Dump of assembler code for function main:
0x08048402 <+0>: push %ebp
0x08048403 <+1>: mov %esp,%ebp
0x08048405 <+3>: sub $0x10,%esp
0x08048408 <+6>: movl $0x0,-0x4(%ebp)
0x0804840f <+13>: movl $0x3,0x8(%esp)
0x08048417 <+21>: movl $0x2,0x4(%esp)
0x0804841f <+29>: movl $0x1,(%esp)
0x08048426 <+36>: call 0x80483e4 <function>
0x0804842b <+41>: movl $0x1,-0x4(%ebp)
0x08048432 <+48>: mov $0x8048520,%eax
0x08048437 <+53>: mov -0x4(%ebp),%edx
0x0804843a <+56>: mov %edx,0x4(%esp)
0x0804843e <+60>: mov %eax,(%esp)
0x08048441 <+63>: call 0x804831c <printf#plt>
0x08048446 <+68>: mov $0x0,%eax
0x0804844b <+73>: leave
0x0804844c <+74>: ret
Dump of assembler code for function function:
0x080483e4 <+0>: push %ebp
0x080483e5 <+1>: mov %esp,%ebp
0x080483e7 <+3>: sub $0x14,%esp
0x080483ea <+6>: lea -0x9(%ebp),%eax
0x080483ed <+9>: add $0x3,%eax
0x080483f0 <+12>: mov %eax,-0x4(%ebp)
0x080483f3 <+15>: mov -0x4(%ebp),%eax
0x080483f6 <+18>: mov (%eax),%eax
0x080483f8 <+20>: lea 0x8(%eax),%edx
0x080483fb <+23>: mov -0x4(%ebp),%eax
0x080483fe <+26>: mov %edx,(%eax)
0x08048400 <+28>: leave
0x08048401 <+29>: ret
I check the assemble code and find some mistake about my program,and I have rewrite (*ret)+=8 to (*ret)+=7,since 0x08048432 <+48>minus0x0804842b <+41> is 7.
Because that article is from 1996 and the assumptions are incorrect.
Refer to "Smashing The Modern Stack For Fun And Profit"
http://www.ethicalhacker.net/content/view/122/24/
From the above link:
However, the GNU C Compiler (gcc) has evolved since 1998, and as a result, many people are left wondering why they can't get the examples to work for them, or if they do get the code to work, why they had to make the changes that they did.
The function function overwrites some place of the stack outside of its own, which is this case is the stack of main. What it overwrites I don't know, but it causes the segmentation fault you see.
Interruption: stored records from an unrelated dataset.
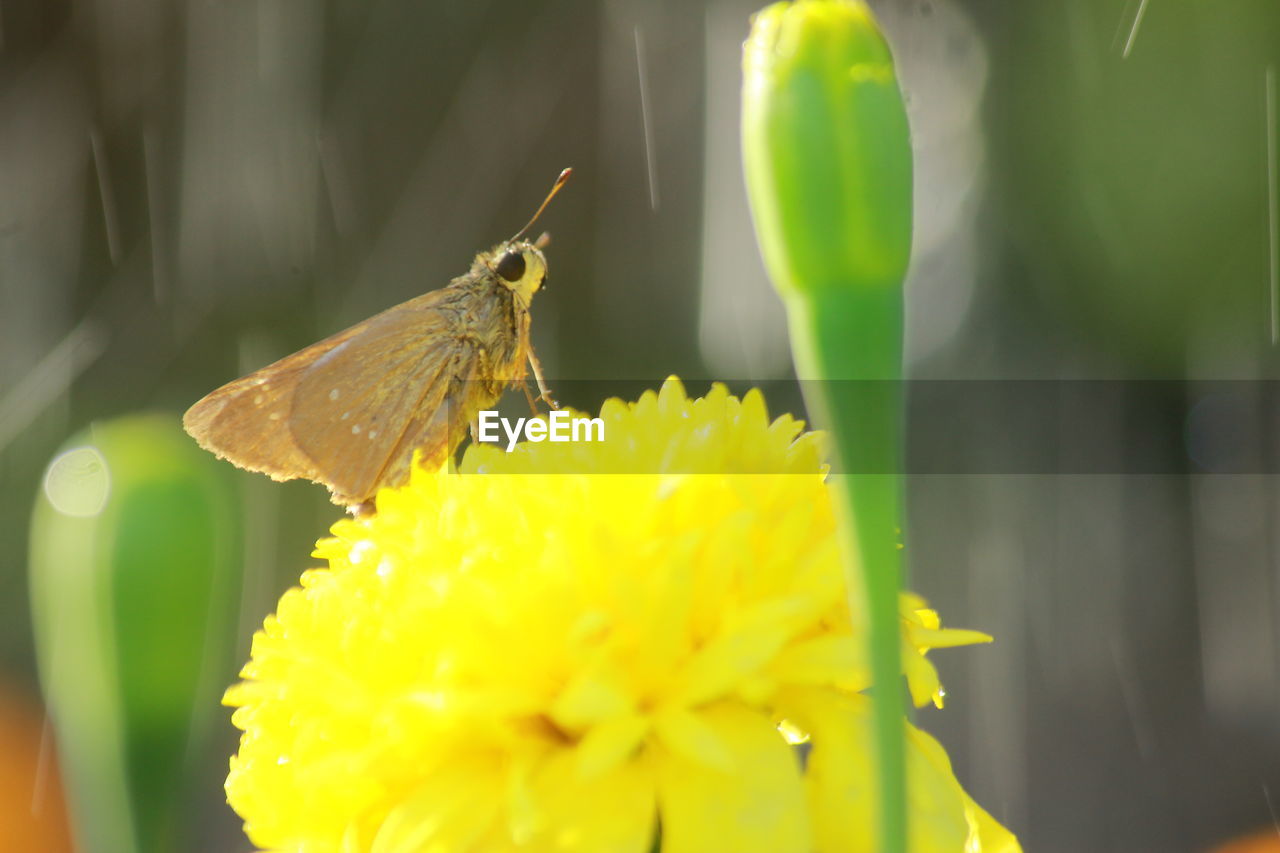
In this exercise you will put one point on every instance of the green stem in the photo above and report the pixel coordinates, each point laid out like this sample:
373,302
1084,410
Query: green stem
850,340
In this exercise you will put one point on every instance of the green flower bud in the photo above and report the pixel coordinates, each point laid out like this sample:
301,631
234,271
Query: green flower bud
827,147
135,575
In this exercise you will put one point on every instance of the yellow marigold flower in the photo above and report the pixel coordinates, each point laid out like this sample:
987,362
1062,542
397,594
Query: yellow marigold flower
522,660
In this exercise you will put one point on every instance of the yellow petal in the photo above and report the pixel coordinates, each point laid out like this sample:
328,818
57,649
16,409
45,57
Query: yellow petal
755,807
446,813
841,781
613,812
609,743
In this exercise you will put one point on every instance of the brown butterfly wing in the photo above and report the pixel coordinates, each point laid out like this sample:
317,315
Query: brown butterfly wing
286,420
362,409
246,420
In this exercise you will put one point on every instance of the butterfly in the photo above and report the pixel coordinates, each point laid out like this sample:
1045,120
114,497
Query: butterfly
352,410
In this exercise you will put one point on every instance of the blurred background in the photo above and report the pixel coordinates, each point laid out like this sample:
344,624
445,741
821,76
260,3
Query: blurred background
192,190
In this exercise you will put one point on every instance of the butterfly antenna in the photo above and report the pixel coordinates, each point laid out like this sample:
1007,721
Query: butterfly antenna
560,182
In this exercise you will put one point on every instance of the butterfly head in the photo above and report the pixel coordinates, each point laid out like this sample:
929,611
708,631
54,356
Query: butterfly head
519,265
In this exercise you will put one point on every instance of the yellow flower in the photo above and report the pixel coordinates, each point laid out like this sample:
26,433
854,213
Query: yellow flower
520,660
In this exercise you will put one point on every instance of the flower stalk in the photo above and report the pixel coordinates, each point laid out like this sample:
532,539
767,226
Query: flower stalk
828,170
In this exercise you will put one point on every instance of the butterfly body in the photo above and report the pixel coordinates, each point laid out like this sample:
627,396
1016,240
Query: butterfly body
351,410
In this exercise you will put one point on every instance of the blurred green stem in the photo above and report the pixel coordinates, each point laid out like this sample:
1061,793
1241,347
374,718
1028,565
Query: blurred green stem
851,340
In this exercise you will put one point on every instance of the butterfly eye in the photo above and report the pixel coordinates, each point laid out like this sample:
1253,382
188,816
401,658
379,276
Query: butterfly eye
511,267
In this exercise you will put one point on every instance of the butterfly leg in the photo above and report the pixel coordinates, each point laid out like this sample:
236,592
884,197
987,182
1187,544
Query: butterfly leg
545,395
533,402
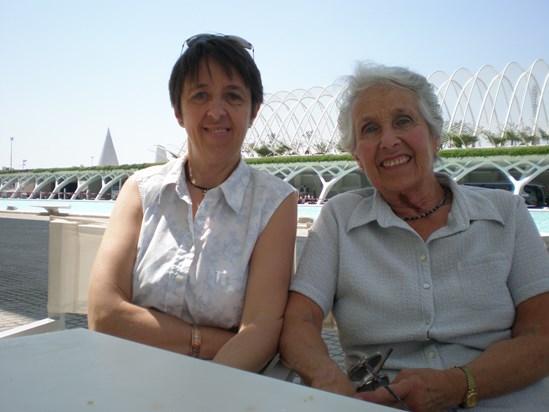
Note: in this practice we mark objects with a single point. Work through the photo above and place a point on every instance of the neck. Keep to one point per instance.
(430, 211)
(190, 179)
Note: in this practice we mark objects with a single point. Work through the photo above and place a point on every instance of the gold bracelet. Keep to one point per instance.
(196, 341)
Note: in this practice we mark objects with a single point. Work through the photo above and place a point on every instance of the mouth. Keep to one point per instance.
(217, 130)
(396, 162)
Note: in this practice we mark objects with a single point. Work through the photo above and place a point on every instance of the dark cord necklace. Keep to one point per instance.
(190, 180)
(430, 211)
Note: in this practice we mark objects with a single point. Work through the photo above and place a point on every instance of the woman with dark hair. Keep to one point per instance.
(198, 253)
(451, 280)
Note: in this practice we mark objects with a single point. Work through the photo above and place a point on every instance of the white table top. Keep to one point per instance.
(80, 370)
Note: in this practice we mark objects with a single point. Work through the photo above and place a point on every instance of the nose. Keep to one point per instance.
(216, 108)
(389, 137)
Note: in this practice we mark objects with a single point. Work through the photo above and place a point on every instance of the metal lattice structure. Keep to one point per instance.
(495, 102)
(305, 121)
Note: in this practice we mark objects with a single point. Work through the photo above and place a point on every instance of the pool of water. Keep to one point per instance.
(104, 208)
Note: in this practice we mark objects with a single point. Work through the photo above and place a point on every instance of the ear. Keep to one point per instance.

It might be some protection employed by the operating system, but it might as well be the generated code just does something wrong when wrong value is at that position on the stack.
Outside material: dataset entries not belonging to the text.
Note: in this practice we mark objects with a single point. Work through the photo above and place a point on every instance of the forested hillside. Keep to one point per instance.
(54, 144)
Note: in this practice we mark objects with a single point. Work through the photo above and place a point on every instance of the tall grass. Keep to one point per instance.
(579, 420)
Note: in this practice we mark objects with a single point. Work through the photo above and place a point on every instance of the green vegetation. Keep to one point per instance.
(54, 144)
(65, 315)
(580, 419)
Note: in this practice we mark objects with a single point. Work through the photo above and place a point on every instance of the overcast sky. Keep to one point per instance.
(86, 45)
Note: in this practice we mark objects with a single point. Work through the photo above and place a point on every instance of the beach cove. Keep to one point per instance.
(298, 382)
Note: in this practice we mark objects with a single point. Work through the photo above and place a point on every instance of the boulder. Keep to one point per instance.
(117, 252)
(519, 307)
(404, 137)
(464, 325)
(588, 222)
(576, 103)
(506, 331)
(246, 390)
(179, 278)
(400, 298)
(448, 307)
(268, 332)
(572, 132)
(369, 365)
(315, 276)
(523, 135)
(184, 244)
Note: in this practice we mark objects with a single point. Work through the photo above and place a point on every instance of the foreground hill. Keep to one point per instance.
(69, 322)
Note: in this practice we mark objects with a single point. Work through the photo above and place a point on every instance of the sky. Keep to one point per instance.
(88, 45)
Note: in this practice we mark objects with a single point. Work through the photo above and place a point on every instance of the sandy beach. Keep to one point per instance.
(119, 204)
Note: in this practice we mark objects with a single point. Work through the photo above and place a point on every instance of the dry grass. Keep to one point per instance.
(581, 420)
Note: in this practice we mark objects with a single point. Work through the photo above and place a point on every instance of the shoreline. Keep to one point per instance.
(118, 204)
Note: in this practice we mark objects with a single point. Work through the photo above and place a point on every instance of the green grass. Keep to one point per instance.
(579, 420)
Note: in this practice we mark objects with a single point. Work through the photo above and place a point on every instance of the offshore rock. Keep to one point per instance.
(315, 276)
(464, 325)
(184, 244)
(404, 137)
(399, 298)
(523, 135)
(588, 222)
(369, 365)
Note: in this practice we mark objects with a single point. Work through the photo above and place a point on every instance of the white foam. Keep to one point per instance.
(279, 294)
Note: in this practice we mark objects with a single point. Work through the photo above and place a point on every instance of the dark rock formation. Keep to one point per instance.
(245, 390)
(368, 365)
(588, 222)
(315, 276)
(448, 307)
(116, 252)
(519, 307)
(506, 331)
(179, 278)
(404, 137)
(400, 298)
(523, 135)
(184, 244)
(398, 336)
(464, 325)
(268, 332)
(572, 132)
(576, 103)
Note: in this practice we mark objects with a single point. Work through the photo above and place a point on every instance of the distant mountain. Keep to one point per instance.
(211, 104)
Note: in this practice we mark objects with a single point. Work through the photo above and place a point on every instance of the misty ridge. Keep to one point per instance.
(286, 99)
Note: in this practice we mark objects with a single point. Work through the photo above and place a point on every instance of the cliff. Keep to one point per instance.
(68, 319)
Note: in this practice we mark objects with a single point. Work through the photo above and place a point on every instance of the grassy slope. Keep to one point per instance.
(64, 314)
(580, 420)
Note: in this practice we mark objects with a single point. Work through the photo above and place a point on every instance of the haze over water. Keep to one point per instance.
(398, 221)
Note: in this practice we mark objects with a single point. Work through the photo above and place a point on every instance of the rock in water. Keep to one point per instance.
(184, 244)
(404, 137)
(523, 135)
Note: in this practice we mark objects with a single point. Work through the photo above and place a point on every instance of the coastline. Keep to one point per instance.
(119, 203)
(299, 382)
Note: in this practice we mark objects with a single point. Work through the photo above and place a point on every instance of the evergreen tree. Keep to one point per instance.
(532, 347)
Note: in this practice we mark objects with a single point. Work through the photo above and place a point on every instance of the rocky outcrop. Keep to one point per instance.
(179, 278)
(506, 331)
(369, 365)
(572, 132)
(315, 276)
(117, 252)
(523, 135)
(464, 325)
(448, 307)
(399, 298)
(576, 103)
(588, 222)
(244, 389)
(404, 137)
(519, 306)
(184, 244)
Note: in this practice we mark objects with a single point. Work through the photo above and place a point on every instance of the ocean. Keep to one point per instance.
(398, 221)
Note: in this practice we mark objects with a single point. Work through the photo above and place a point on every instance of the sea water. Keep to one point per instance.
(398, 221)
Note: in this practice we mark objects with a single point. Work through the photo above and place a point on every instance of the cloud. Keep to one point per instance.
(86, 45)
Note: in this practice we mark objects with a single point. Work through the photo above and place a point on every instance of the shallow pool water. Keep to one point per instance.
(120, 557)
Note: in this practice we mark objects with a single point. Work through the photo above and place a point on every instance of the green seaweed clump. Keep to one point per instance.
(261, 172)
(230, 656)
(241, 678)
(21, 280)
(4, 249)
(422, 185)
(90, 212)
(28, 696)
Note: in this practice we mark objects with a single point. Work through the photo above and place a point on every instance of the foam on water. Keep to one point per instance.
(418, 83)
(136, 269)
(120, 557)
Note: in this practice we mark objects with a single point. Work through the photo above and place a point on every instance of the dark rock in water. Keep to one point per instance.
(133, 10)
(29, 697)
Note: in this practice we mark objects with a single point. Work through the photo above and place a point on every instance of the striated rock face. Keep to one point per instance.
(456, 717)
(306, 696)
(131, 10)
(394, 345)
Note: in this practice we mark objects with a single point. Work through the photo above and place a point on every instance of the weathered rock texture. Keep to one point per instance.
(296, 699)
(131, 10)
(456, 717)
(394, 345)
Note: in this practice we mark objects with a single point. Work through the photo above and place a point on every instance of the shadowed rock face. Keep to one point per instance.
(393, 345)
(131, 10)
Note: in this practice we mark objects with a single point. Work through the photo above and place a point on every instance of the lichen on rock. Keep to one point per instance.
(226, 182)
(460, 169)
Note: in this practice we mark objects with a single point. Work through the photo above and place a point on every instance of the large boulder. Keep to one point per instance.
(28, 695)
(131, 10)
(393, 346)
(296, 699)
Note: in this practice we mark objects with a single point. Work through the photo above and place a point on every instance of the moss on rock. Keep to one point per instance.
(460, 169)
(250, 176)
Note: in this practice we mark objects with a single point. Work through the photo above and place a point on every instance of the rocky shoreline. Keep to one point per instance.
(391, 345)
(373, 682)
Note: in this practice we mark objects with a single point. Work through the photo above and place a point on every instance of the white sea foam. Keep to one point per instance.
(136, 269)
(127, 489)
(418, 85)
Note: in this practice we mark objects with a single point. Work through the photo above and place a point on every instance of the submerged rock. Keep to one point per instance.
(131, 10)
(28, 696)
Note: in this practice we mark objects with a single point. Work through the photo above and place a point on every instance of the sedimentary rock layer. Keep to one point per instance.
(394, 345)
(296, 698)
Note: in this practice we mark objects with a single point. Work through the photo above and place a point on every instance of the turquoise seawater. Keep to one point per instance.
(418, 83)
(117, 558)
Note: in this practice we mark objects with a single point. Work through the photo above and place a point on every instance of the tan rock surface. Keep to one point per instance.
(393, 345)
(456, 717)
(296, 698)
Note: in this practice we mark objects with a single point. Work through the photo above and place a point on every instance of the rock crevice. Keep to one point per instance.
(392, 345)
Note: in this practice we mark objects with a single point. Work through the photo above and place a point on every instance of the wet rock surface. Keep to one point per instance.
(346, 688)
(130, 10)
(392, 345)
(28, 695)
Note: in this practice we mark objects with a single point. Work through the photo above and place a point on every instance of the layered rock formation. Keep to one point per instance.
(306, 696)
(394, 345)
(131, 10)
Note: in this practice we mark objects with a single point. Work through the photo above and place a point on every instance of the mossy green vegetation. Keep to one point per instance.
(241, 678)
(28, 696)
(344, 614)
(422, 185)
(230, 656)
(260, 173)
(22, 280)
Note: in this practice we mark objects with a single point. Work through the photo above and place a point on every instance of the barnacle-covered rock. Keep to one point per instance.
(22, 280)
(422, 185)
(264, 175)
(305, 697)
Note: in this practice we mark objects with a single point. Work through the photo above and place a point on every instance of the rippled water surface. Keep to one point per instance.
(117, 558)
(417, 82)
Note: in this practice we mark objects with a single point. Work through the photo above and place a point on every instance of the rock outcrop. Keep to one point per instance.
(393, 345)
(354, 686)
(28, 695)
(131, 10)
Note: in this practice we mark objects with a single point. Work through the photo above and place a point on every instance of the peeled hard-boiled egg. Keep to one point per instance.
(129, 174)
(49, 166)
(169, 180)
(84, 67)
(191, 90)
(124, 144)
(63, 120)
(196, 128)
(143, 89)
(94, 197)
This is a really good example of what may happen when you write outside of your allocated memory. It might crash directly, it might crash somewhere completely different, or if might not crash at all but instead just do some calculation wrong.
Try ret = buffer1 + 3;
Explanation: ret is an integer pointer; incrementing it by 1 adds 4 bytes to the address on 32bit machines.